Thursday, 31 May 2007

practico:introduction & conclusion of articles

This article is based on the investigation of a news reporter from the BBC, called Rageh Omaar, who was born in the north of Somalia. The aim of Omaar´s investigation was to make a film for the English channel. Through the article the reporter describes the children he interviewed, the reasons why their families sell them, and what are the most common “jobs” these children have.
The world of modern child slavery

Introduction:
Slavery is a word which immediately conjures up very specific images in our minds.
When it is mentioned we tend to think of people, almost always black people; degraded, abused and bound in chains, and we tend to think of such images, and the word slavery itself, as belonging to another era. We do not see slavery as belonging to our world, not as something which is still happening today. Yet the truth is that if William Wilberforce were alive today and he travelled to different parts of the world - not just in Africa, but also in large parts of Asia, the Middle East, South America and even parts of Europe - he would find children living in conditions and circumstances which Wilberforce would understand and which I am sure he would describe as slavery. It is believed there are nearly nine million children around the world today who are enslaved. There are international charters and covenants which try to come to a legal definition of what constitutes slavery. In essence these documents define slavery in the modern world as a situation where a human being and their labour are owned by others, and where that person does not have the freedom to leave and is forced into a life which is exploitative, humiliating and abusive.
Conclusion:
Poverty underlies almost all aspects of the phenomenon of modern child slavery. It is the one issue that most often lies behind the reasons and circumstances they were given up or sold into such conditions. Yet although there has been progress internationally on creating laws and standards aimed at stamping out child slavery, there are still many adults who not only gain from child slavery but believe that they will, in more cases than not, get away with it. Defining what modern slavery is, even finding out the scale of it around the world, is not enough if the practice is not seen to be punished.

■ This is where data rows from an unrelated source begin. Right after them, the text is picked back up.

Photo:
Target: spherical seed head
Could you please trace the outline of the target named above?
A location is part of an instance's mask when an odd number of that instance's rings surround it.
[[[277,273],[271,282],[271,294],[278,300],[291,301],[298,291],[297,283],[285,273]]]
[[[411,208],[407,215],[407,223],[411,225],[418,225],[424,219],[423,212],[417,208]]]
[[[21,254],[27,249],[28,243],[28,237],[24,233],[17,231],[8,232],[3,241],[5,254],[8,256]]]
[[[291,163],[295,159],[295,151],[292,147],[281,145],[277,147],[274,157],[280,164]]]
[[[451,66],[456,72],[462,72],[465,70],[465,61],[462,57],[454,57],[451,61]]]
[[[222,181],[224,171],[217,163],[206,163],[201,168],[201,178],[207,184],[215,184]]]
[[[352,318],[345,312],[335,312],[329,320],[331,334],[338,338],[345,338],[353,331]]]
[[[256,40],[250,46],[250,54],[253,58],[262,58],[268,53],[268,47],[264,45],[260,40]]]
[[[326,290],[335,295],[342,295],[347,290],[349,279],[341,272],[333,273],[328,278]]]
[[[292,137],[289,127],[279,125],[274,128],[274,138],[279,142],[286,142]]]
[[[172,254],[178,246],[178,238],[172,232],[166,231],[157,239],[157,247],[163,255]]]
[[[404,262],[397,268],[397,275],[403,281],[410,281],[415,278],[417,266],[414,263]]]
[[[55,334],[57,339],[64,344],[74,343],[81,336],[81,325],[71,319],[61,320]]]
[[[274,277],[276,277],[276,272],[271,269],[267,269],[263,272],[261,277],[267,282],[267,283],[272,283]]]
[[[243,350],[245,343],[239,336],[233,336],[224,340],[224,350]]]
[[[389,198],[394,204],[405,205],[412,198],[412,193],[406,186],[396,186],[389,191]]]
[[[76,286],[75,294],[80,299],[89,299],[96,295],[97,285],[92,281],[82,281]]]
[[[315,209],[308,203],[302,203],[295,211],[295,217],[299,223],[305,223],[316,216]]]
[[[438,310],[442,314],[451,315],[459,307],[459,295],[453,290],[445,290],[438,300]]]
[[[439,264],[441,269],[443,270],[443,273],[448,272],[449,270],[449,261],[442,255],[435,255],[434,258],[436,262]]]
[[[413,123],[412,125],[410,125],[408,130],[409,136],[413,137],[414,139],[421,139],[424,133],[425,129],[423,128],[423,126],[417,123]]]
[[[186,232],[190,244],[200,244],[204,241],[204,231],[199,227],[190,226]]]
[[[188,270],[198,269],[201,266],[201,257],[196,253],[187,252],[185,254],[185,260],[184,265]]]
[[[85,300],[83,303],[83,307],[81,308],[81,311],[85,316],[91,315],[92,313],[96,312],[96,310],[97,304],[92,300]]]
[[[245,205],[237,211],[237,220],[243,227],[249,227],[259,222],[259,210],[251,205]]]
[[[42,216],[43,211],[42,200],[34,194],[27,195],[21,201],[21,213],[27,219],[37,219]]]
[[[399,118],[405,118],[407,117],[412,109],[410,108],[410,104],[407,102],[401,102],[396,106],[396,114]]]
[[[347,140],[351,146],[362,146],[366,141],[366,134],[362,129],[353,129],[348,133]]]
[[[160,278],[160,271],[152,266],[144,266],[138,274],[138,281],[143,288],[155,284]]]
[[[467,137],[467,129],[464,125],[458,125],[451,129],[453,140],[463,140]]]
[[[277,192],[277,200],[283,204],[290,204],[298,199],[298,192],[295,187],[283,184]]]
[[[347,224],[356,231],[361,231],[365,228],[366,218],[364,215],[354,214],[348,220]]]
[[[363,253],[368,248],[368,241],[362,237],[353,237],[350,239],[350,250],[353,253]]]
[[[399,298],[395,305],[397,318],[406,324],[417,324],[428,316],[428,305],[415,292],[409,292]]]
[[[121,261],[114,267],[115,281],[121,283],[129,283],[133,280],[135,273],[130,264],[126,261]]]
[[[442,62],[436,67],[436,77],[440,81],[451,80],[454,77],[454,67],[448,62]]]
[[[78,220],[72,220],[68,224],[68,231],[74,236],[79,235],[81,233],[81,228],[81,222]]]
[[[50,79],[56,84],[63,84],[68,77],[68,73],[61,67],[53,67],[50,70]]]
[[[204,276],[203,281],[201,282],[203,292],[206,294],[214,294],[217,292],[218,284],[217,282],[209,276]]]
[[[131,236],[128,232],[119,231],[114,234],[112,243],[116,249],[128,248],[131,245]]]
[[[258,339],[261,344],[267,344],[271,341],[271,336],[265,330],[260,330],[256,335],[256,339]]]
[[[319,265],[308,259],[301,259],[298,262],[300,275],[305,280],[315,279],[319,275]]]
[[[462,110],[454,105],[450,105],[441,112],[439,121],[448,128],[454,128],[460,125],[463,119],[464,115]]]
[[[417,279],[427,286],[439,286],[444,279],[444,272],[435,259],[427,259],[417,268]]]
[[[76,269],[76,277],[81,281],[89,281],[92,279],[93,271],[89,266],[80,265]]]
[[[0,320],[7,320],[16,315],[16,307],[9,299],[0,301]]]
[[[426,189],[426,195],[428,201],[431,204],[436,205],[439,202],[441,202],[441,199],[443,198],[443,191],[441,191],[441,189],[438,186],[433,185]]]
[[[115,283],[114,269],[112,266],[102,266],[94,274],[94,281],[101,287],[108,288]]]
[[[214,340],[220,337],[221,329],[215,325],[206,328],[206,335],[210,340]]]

In order to introduce the subject of his article, the author appeals to what most of the people in general imagine when they are talked about slavery. The images he makes reference to are many times used by film directors so he counts on our background information to make his statement successful. He also introduces the name of a ----- when he refers to the way in which slavery has spread out, so History is mentioned in a way. The last sentences of the introduction are about how is defined the word slavery now-a-days, and the difficulties that charters and organizations had in order to establish a legal definition to the word itself.
In the conclusion the author recognizes in poverty the most important reason of the selling of children and slavery as its consequence. Therefore he generalizes the main problem of this actual phenomenon. Once again as in his conclusion, Omaar deals with legality, and even though he bounces some positive initiatives from international organizations, he still urges for a quicker and definite solution. While in the introduction of this article slavery is referred to as a word to be defined in legal documents, for the conclusion he takes the same idea, but this time he also evokes to what is to be done in practice in order to stop slavery definitely.